Attention has been frequently drawn to curious round pits so often found on the stones of dolmens and usually known as cup-markings. They vary in diameter from about two to four inches, and are occasionally connected by a series of narrow grooves in the stone. They vary considerably in number, sometimes there are few, sometimes many. They occur nearly always on the upper surface of the cover-slab, very rarely on its under surface or on the side-walls.
Some have attempted to show that these pits are purely natural and not artificial. It has been suggested, for instance, that they are simply the casts of a species of fossil sea-urchin which has weathered out from the surface of the stone. This explanation may be true in some cases, but it will not serve in all, for the 'cups' are sometimes arranged in such regular order that their artificial origin is palpable. These markings are found on dolmens and corridor-tombs in Palestine, North Africa, Corsica, France, Germany, Scandinavia, and Great Britain. In Wales there is a fine example of a dolmen with pits at Clynnog Fawr, while in Cornwall we may instance the monument called "The Three Brothers of Grugith" near Meneage.

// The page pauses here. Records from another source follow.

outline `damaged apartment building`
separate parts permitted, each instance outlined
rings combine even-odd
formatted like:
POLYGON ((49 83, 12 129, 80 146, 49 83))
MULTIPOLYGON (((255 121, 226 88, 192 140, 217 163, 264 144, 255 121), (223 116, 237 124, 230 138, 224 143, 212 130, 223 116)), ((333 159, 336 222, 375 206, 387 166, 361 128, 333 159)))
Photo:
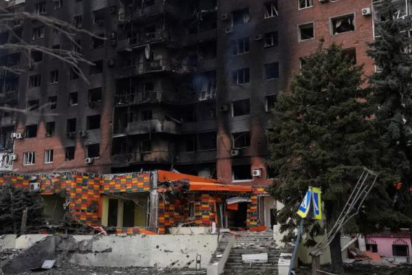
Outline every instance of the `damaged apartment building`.
MULTIPOLYGON (((94 63, 82 65, 87 83, 52 56, 1 50, 2 66, 24 69, 2 71, 1 103, 30 111, 1 113, 2 167, 18 173, 163 169, 265 186, 271 109, 319 40, 374 71, 370 0, 7 3, 106 38, 78 34, 76 45, 38 21, 13 23, 26 43, 94 63)), ((1 43, 19 43, 10 32, 1 43)))

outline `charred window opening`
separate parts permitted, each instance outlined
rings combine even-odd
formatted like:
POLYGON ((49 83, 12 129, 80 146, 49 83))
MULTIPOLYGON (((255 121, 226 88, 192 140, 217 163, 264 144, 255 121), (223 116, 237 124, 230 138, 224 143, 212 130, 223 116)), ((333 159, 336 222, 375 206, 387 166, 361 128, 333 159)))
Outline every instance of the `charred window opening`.
POLYGON ((54 152, 53 149, 45 150, 45 164, 53 163, 53 155, 54 152))
POLYGON ((214 150, 217 146, 216 132, 198 134, 198 150, 214 150))
POLYGON ((277 32, 264 34, 264 47, 277 47, 279 45, 279 34, 277 32))
POLYGON ((78 29, 82 28, 82 18, 81 15, 76 15, 73 17, 73 25, 78 29))
POLYGON ((251 113, 251 102, 249 99, 237 100, 231 102, 232 116, 247 116, 251 113))
POLYGON ((279 63, 264 65, 264 79, 279 78, 279 63))
POLYGON ((89 102, 98 102, 102 100, 102 87, 89 90, 89 102))
POLYGON ((300 25, 299 26, 299 41, 313 39, 314 38, 314 31, 313 23, 300 25))
POLYGON ((66 132, 73 133, 76 130, 76 119, 69 118, 66 123, 66 132))
POLYGON ((251 164, 232 165, 232 181, 253 179, 251 164))
POLYGON ((277 95, 266 96, 265 101, 265 111, 269 112, 275 107, 277 101, 277 95))
POLYGON ((39 51, 32 52, 32 60, 34 63, 41 62, 43 60, 43 52, 39 51))
POLYGON ((100 144, 98 143, 87 145, 87 157, 99 157, 100 144))
POLYGON ((248 8, 232 12, 232 25, 246 24, 250 19, 248 8))
POLYGON ((35 99, 33 100, 27 101, 27 109, 29 111, 37 111, 40 107, 40 100, 35 99))
POLYGON ((74 160, 74 146, 66 147, 65 153, 65 159, 66 161, 74 160))
POLYGON ((264 18, 274 17, 279 15, 277 0, 264 3, 264 18))
POLYGON ((244 84, 249 82, 249 69, 240 69, 231 72, 231 84, 244 84))
POLYGON ((24 131, 24 137, 25 138, 36 138, 37 136, 37 125, 27 125, 24 131))
POLYGON ((331 21, 332 34, 339 34, 355 30, 354 16, 353 14, 332 18, 331 21))
POLYGON ((245 148, 251 146, 251 132, 232 133, 233 148, 245 148))
MULTIPOLYGON (((241 54, 249 52, 249 37, 232 40, 231 41, 231 54, 241 54)), ((197 56, 196 56, 197 57, 197 56)))
POLYGON ((75 91, 69 94, 69 106, 74 106, 78 104, 78 92, 75 91))
POLYGON ((35 74, 29 77, 29 87, 34 88, 41 85, 41 74, 35 74))
POLYGON ((89 69, 89 74, 98 74, 103 72, 103 60, 97 60, 93 62, 94 65, 91 65, 89 69))
MULTIPOLYGON (((98 36, 104 37, 104 34, 98 34, 98 36)), ((93 49, 97 49, 100 47, 103 47, 104 45, 104 40, 102 38, 91 38, 91 47, 93 49)))
POLYGON ((56 123, 53 122, 46 123, 46 137, 52 137, 54 135, 56 123))
POLYGON ((344 58, 347 58, 352 65, 356 64, 356 49, 352 47, 350 49, 343 49, 342 56, 344 58))
POLYGON ((144 110, 141 111, 141 120, 150 120, 152 119, 152 110, 144 110))
POLYGON ((87 120, 86 128, 87 130, 100 128, 100 115, 88 116, 87 120))
POLYGON ((58 83, 58 70, 50 72, 49 84, 58 83))

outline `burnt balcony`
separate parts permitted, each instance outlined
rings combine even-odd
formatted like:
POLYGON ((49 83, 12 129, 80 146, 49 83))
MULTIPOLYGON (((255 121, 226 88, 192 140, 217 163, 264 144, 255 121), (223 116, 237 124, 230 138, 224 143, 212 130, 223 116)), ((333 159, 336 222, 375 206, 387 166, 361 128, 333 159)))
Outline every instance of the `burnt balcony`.
POLYGON ((179 94, 165 91, 150 91, 131 94, 120 94, 116 95, 115 98, 117 106, 154 103, 177 104, 181 102, 179 94))
POLYGON ((117 78, 137 76, 159 72, 175 72, 174 63, 168 59, 145 61, 137 65, 126 66, 117 70, 117 78))

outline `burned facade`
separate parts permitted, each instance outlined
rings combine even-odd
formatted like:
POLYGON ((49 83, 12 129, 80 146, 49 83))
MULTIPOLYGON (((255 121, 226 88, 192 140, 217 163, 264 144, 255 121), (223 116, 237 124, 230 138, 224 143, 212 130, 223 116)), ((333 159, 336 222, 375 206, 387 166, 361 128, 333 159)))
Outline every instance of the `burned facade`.
MULTIPOLYGON (((38 113, 1 118, 1 142, 19 172, 176 169, 265 186, 273 177, 264 164, 270 109, 301 58, 323 38, 367 74, 374 70, 365 53, 373 40, 369 0, 26 1, 8 8, 18 7, 106 38, 79 35, 79 48, 38 22, 15 26, 27 43, 73 47, 95 64, 82 67, 88 84, 51 56, 2 53, 2 64, 27 69, 1 78, 4 104, 38 113)), ((2 41, 12 38, 7 33, 2 41)))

There is no clue to the purpose of these pits. Some have thought that they were made to hold the blood of sacrifice which was poured over the slab, and from some such idea may have arisen some of the legends of human victims which still cling round the dolmens. Others have opposed to this the fact that the pits sometimes occur on vertical walls or under the cover-slabs, and have preferred to see in them some totemistic signification or some expression of star-worship. It is possible that we have to deal with a complex and not a simple phenomenon, and that the pits were not all made to serve a single purpose. Those which cover some of the finest stones at Mnaidra and Hagiar Kim are certainly meant to be ornamental, though there may be in them a reminiscence of some religious tradition. In any case, it is worth while to remember that cup-markings also occur on natural rocks and boulders in Switzerland, Scandinavia, Great Britain (where there is a good example near Ilkley in Yorkshire), near Como in Italy, and in Germany, Russia, and India.